He tries to will himself to wake up. He does that often, when he has dreams he doesn’t like. Sometimes it works, or seems to work. It’s not working this time. And the whole thing still seems too real to be a dream. If it isn’t a dream, maybe he’d better start swimming toward the city. It looks a fair ways away. A fair swim. Especially for a man in his late sixties. He starts swimming toward the city.

The city gets bigger as he swims toward it. The big skyscraper starts looking really big now. It really towers over him. A little bit scary. He supposes that’s a bit funny – maybe more than a bit funny – for a guy who lives in New York, a city that – after all – everyone knows for its skyscrapers. But Manhattan’s skyscrapers don’t stand all by themselves surrounded by only much smaller buildings like this thing. And this thing is built, not right by the waterfront but maybe a few blocks from it, so from the water below it you can really get an impression of its size, and while there are a few other tall buildings close to it most of them seem to be toward the back and the sides of the valley, closer to the hills and mountains. The city doesn’t seem to have any real downtown, just loose strings of tall buildings in different places – a bit like what he’s heard L.A. is like. And the big skyscraper isn’t just tall, it’s big all around. It’s impressive not just for how tall it is but for how wide the base is – and the base is pretty tall itself, it’s gotta be at least twenty stories. And the tower that sticks up above it – much taller than the base – is pretty impressively wide itself. The building looks at least as tall as the World Trade Center, and much bigger around. As he gets a feel for just how big the building is Josiah again wonders where he is. That’s a pretty impressive building. It’s got to be one of the biggest in the world – maybe even the biggest. So how come he can’t remember ever hearing about it or seeing a picture of it?

He’s swimming into what looks like a commercial wharf district.
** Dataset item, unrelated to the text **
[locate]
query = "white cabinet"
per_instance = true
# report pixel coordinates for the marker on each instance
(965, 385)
A bit grimy looking. Lots of boats coming and going. Well, assuming he isn’t dreaming – and he’s more and more beginning to think he isn’t, the last time one of his dreams had such a stretch of continuous time in it was a long time ago – at least maybe now he’ll getting some answers.

One of the boats must have noticed him. It’s pulling straight towards him. It looks like maybe a fishing boat or a tugboat, its hull low to the water, puffs of dirty-looking black smoke come out of its smokestack. He swims toward it, yells, waves his hands. It’s close enough he can make out the crew.

That half convinces him again that he has to be dreaming. Or hallucinating. Or something. The weird second sun in the sky’s weird enough, the totally unfamiliar city with what has to be one of the biggest buildings in the world that for some reason he’s never seen a picture of or heard of is weird, but what he’s seeing now is just impossible - unless he’s stumbled into other dimension or something similarly ridiculous – absurd! - that sounds like something out of a comic book – sounds so ridiculous it’s impossible to take seriously on its face even as he thinks it and yet there’s no way this is happening in the world he knows, in what he’s always thought of as the real world, the realm of things that he or anyone else on planet Earth might actually presently experience.

The boat’s crew aren’t people. They’re powerful-looking, muscular creatures with six legs and tails like an iguana’s, built a little like iguanas but their legs are straighter and their stomachs don’t drag anywhere near the ground. They’re sand-colored with spots of black, except their undersides, which look white – they look very much like cheetahs in that way. Big red wattles hang from their throats and under their heads behind their beaks is something like an elephant’s trunk but shorter. On some of the – things – it’s curled tightly under the head, out of the way, but Josiah can see others handling things with them. Josiah realizes it’s hard for him to get a sense of their scale because the boat is built for things their size, but as they get closer he thinks they look big. And their feet have big claws.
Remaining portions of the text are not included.